Deutsche Bank plans to hire 300 more relationship and investment mangers for its wealth management business by 2021, as part of a plan to bulk up in areas the German lender hopes will bring steadier revenue streams.
Deutsche Bank is in the middle of a major restructuring as it tries to shrink its investment bank that has struggled to generate sustainable profits since the 2008 financial crisis. The shake up is expected to lead to thousands of job cuts in areas like equities trading.
Chief executive Christian Sewing wants instead to allocate more resources to businesses that have more stable revenue streams, with wealth management one of them.

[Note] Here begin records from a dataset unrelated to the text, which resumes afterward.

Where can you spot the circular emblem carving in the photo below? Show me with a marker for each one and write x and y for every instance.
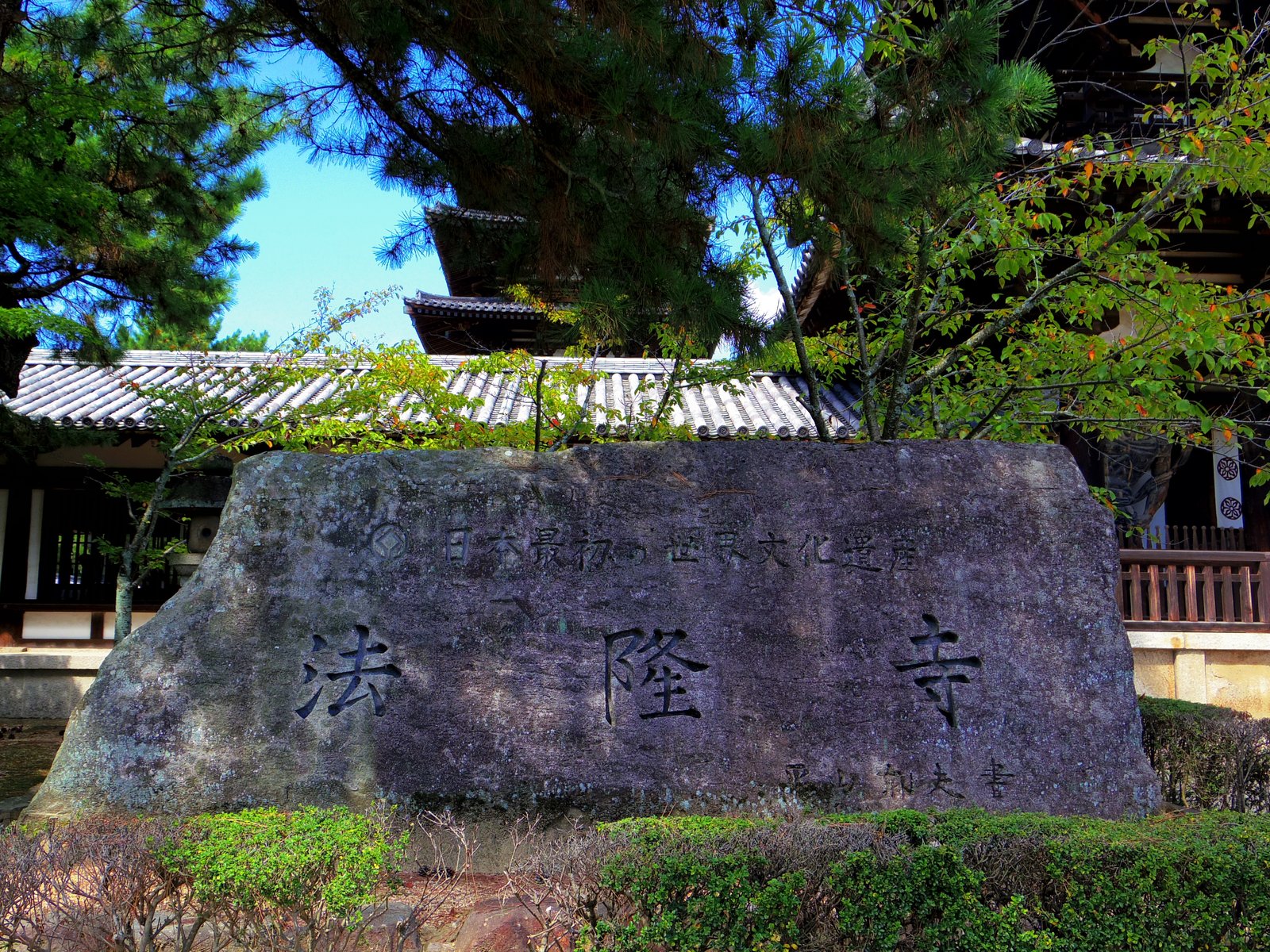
(389, 541)
(1232, 508)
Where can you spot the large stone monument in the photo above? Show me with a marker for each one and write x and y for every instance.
(633, 628)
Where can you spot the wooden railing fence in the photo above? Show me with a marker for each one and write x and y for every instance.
(1206, 539)
(1194, 590)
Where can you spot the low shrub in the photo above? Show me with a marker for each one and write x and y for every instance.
(252, 881)
(962, 881)
(1208, 757)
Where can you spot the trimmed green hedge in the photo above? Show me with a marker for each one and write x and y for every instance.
(1208, 757)
(956, 881)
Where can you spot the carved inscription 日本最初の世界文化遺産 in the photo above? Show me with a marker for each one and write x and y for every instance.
(554, 547)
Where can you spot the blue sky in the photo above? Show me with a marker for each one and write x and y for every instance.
(318, 226)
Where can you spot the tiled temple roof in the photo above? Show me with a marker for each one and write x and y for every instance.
(59, 391)
(446, 305)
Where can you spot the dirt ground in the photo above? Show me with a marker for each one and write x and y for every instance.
(27, 750)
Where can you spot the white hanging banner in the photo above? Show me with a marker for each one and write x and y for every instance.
(1227, 492)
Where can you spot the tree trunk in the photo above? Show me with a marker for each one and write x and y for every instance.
(124, 597)
(13, 355)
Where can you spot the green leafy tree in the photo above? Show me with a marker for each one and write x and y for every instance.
(598, 125)
(127, 144)
(152, 336)
(1022, 300)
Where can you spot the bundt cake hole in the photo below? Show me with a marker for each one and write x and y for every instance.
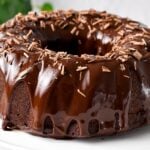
(75, 45)
(73, 129)
(48, 125)
(93, 126)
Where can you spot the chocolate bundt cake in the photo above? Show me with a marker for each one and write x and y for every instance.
(74, 74)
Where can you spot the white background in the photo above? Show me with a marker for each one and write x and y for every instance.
(135, 140)
(135, 9)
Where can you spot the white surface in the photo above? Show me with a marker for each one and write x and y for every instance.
(135, 9)
(138, 139)
(135, 140)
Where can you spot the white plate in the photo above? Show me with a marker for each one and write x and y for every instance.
(138, 139)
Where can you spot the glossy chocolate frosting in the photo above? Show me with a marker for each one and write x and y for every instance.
(74, 74)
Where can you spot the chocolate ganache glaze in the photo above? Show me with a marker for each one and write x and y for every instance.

“This drive to grow our business is now materialising with a big investment push,” Fabrizio Campelli, global head of Deutsche Bank Wealth Management told Reuters in an interview.
Under Campelli’s plan the number of relationship and investment managers will grow by 300 - around a third of the current numbers —globally. They will be spread across its America, Europe and Emerging Markets regions.
“We need to increase significantly our client footprint, which means the net increase of client facing individuals needs to be material,” he said. Wealth management is attractive to banks as it requires less capital and its earnings tend to be less cyclical.
But it is also highly competitive. Swiss banks UBS and Credit Suisse are already big players, with wealth management at the heart of their business models, while upstart fintech companies are also trying to make inroads.
“The space is very crowded and the market is one that many banks have sought to make a mark on,” said Campelli, who has run the business at Deutsche since October 2015.